N-(3,4-Dihydroxybenzyl)prop-2-yn-1-ammonium chloride (14). Compound 13 (0.180 g, 0.82 mmol) was dissolved in anhydrous methanol (20 mL) and purged with dry HCl for 5 min. The solution was refluxed overnight. The solvents were evaporated and the solid triturated with diethyl ether (3 × 5 mL) to obtain blue-black solid (14) (0.165 g, 0.77 mmol, 94%): ¹H-NMR (400 MHz, DMSO-d₆) δ 9.67 (s, 2H), 7.08–6.66 (m, 3H), 3.96 (brs, 2H), 3.78 (brs, 2H), 3.73 (brs, 1H), 3.17 (brs, 1H). ¹³C-NMR (101 MHz, DMSO-d₆) δ: 146.68, 145.76, 122.25, 121.87, 118.11, 116.12, 80.06, 75.46, 49.32, 35.20. HRMS (ESI-TOF) for C₁₀H₁₂NO₂ 178.0868 [M + H]⁺, found 178.0862.

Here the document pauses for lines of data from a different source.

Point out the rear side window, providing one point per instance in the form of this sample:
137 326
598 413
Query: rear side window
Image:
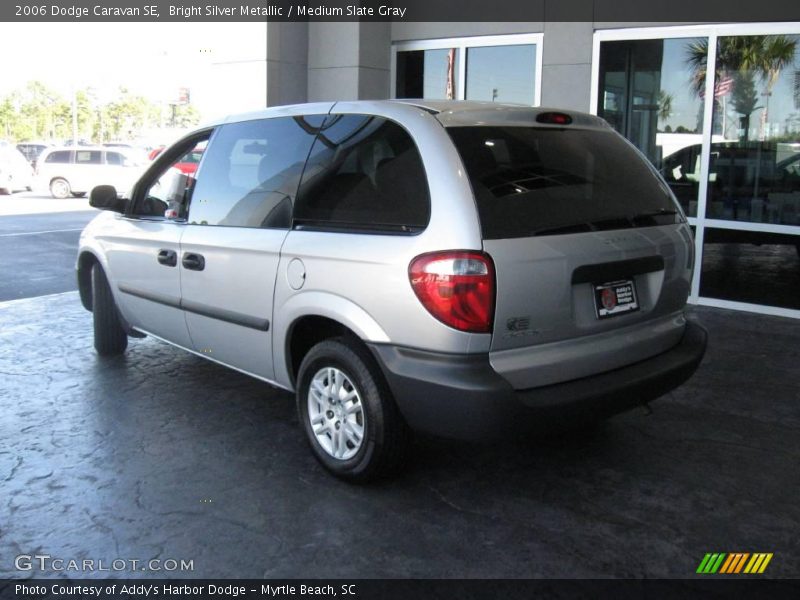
61 156
532 181
365 174
251 171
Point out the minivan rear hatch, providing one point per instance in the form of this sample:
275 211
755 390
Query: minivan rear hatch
591 252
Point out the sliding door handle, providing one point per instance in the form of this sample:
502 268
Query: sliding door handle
168 257
193 262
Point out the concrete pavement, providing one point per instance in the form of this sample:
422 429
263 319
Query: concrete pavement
161 454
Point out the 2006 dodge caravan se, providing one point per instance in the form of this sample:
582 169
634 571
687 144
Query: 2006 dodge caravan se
458 268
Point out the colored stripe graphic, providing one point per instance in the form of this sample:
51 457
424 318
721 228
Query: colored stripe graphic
734 562
711 562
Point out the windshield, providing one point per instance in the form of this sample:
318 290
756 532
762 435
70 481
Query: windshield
532 181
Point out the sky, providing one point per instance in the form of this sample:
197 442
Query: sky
154 59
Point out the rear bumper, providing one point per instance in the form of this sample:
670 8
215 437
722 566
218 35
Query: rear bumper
461 396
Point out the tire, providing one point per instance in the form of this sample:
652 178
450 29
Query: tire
109 337
59 188
370 415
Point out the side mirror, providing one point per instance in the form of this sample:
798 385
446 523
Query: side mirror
105 197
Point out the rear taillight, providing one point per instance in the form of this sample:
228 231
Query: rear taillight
457 287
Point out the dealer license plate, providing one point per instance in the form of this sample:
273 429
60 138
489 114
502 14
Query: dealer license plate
615 298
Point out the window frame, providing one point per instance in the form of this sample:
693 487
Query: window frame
462 44
165 160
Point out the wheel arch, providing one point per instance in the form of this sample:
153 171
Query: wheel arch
311 318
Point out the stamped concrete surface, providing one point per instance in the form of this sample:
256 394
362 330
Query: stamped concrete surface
161 455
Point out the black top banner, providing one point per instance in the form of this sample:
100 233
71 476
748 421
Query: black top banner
399 589
673 11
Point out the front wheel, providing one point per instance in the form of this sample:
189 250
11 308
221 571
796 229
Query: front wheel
59 188
109 337
348 414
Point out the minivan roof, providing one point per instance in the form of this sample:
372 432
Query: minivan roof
448 112
471 112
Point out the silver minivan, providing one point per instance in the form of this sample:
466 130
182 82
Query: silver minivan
463 269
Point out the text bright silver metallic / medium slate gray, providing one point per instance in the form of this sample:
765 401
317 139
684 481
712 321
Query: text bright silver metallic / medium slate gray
457 268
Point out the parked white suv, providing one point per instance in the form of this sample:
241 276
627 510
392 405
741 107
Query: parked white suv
457 268
75 170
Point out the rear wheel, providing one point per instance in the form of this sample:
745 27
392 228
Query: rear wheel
348 414
109 337
59 188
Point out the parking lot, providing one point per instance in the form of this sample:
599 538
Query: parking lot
160 454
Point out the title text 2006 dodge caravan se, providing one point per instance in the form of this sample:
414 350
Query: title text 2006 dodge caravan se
457 268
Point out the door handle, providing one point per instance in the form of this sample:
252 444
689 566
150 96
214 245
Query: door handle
193 262
168 257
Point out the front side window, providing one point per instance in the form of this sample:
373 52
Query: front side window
251 171
364 173
545 181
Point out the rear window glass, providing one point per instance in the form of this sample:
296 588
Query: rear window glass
532 181
62 156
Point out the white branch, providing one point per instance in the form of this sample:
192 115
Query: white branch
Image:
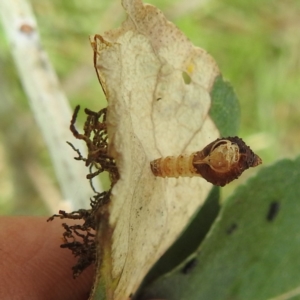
48 103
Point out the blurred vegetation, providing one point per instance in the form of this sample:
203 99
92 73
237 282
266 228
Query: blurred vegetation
255 43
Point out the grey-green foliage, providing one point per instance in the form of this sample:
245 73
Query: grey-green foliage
225 109
252 251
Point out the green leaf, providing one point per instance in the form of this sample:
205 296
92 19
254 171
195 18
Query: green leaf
225 108
252 251
191 238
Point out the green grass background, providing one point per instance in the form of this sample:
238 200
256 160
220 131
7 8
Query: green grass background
255 43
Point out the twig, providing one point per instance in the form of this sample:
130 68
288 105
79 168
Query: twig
48 103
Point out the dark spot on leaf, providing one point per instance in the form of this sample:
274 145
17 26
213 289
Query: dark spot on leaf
189 266
232 228
273 210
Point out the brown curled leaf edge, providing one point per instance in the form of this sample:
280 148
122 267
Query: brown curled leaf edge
220 162
80 239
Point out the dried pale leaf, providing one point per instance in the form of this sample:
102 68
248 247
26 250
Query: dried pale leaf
153 111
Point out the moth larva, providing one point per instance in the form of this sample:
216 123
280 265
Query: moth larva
220 162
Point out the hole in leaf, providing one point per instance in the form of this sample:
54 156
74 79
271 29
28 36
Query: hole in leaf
186 78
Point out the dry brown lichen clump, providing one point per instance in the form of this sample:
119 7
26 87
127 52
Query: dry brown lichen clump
95 137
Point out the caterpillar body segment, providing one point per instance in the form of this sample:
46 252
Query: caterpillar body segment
220 162
174 166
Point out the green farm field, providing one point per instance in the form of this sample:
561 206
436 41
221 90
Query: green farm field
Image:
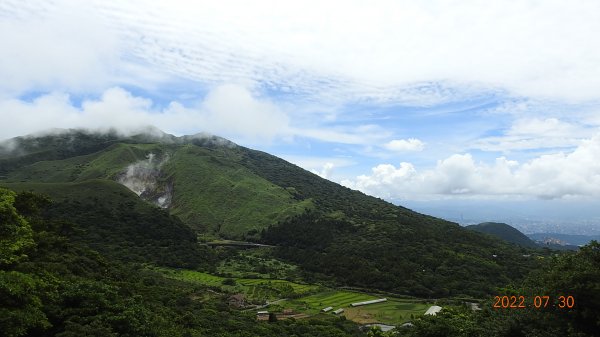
257 290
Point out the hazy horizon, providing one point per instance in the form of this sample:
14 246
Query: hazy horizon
423 104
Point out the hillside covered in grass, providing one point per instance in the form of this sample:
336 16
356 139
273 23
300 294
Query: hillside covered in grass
207 185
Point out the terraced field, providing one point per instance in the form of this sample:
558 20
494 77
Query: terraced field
313 304
391 312
394 311
257 290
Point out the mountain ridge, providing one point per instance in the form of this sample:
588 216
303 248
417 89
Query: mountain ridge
230 191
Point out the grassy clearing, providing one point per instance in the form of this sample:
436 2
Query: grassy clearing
394 311
256 290
257 263
391 312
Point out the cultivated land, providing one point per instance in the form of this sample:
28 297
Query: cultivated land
308 299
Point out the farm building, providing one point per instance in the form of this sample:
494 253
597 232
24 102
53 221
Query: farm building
358 304
433 310
262 315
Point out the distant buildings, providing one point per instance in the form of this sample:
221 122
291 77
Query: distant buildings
433 310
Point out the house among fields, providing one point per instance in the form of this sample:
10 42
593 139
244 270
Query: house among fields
262 315
237 300
358 304
433 310
327 309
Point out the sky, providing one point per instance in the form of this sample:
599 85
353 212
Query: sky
417 102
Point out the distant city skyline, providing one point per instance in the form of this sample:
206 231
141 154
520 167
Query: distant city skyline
409 101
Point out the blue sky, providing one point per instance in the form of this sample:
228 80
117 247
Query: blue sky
405 100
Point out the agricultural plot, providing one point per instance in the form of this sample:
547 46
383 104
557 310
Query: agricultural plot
313 304
257 290
393 311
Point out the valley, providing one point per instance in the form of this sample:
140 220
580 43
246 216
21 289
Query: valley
197 224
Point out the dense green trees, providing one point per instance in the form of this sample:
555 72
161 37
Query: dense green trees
392 256
54 284
570 274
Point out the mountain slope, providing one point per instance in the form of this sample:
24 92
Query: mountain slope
335 234
504 232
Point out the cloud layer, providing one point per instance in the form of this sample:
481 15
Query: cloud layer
559 175
402 51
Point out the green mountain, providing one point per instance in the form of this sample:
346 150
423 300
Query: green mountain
218 188
504 232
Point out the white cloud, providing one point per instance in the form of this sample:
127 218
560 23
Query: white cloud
325 171
536 133
228 110
400 145
559 175
348 50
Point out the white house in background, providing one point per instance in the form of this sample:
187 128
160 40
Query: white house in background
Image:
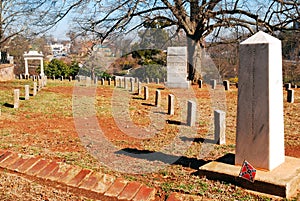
59 49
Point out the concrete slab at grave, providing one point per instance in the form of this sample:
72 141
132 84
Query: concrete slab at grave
260 124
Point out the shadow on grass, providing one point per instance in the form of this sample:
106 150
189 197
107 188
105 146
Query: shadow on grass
202 140
227 158
148 104
174 122
165 158
8 105
138 98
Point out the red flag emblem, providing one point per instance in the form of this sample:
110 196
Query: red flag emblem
247 171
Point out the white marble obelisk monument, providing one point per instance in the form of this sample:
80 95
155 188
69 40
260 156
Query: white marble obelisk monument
260 123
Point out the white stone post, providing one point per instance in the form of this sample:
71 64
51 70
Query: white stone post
139 88
34 88
260 123
213 84
191 115
42 68
146 93
171 99
290 96
26 92
26 67
220 126
16 98
125 83
132 85
157 98
226 85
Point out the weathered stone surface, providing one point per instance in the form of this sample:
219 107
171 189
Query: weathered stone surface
260 128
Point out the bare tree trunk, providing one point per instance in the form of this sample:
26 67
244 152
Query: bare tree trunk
194 59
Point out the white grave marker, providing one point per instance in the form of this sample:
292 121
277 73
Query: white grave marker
177 68
260 125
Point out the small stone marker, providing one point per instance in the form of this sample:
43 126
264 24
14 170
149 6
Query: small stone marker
115 82
220 126
191 115
247 172
96 80
34 89
16 98
120 83
26 92
213 84
177 68
40 85
288 86
171 99
226 85
260 123
125 83
200 83
146 93
290 96
139 88
157 98
132 85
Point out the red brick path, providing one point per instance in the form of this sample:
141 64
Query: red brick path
106 186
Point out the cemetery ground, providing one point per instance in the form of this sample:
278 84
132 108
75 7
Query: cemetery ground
44 126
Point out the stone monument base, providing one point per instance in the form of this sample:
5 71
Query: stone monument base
180 85
283 181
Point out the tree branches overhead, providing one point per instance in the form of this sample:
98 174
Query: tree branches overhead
198 18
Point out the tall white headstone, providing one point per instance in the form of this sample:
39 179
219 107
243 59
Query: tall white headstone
260 123
177 68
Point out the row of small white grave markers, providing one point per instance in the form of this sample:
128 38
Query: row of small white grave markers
42 83
124 80
219 116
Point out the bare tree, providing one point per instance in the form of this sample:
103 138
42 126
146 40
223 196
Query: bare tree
29 17
199 19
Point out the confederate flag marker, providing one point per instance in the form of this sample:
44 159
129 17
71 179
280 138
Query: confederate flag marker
247 171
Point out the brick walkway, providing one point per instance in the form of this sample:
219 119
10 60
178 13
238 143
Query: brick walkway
102 186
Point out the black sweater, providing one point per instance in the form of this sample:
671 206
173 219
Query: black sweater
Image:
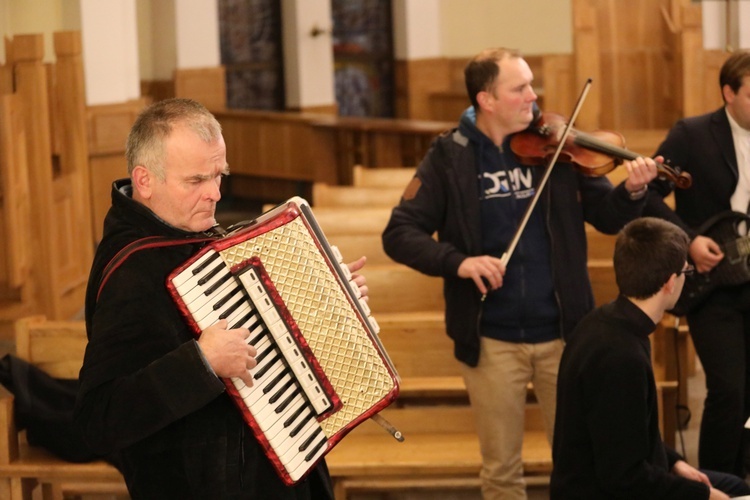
607 443
146 392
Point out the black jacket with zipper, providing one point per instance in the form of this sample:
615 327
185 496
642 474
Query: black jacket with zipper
444 198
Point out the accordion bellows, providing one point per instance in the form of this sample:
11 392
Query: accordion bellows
336 328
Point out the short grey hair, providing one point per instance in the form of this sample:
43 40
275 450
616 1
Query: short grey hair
145 144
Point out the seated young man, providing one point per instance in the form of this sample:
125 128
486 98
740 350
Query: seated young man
606 441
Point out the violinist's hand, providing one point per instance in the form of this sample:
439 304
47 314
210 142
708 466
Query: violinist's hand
490 268
359 279
706 253
641 171
228 352
683 469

4-((Prop-2-yn-1-ylamino)methyl)benzene-1,2-diol (15). Compound 14 (0.150 g, 0.7 mmol) was dissolved in methanol (anhydrous) (20 mL) and sodium methoxide (0.040 g, 0.74 mmol) was added. The mixture was stirred for 2 h at room temperature and quenched with DI water 1 mL). The mixture was then filtered through celite and the solvent was removed in vacuo to yield a brown solid (15) (0.105 g, 0.593 mmol, 85%): ¹H-NMR (400 MHz, DMSO-d₆) δ 6.71 (d, J = 2.1 Hz, 1H), 6.65 (d, J = 7.9 Hz, 1H), 6.52 (dd, J = 8.0, 2.1 Hz, 1H), 3.54 (s, 2H), 3.22 (d, J = 2.5 Hz, 2H), 3.05 (t, J = 2.4 Hz, 1H). ¹³C-NMR (101 MHz, DMSO-d₆) δ: 145.03, 144.06, 130.74, 118.84, 115.78, 115.32, 82.97, 73.55, 50.93, 36.35. HRMS (ESI-TOF) for C₁₀H₁₂NO₂ 178.0868 [M + H]⁺, found 178.0868.

4. Conclusions

We successfully prepared a number of new polar aromatic substituted terminal alkynes from propargyl amine and we hope scientists working with thiolated hydrogels will incorporate them into their hydrogels and that they will also be used in pharmaceutical chemistry, with the anticipation that those modified molecules will have interesting new properties.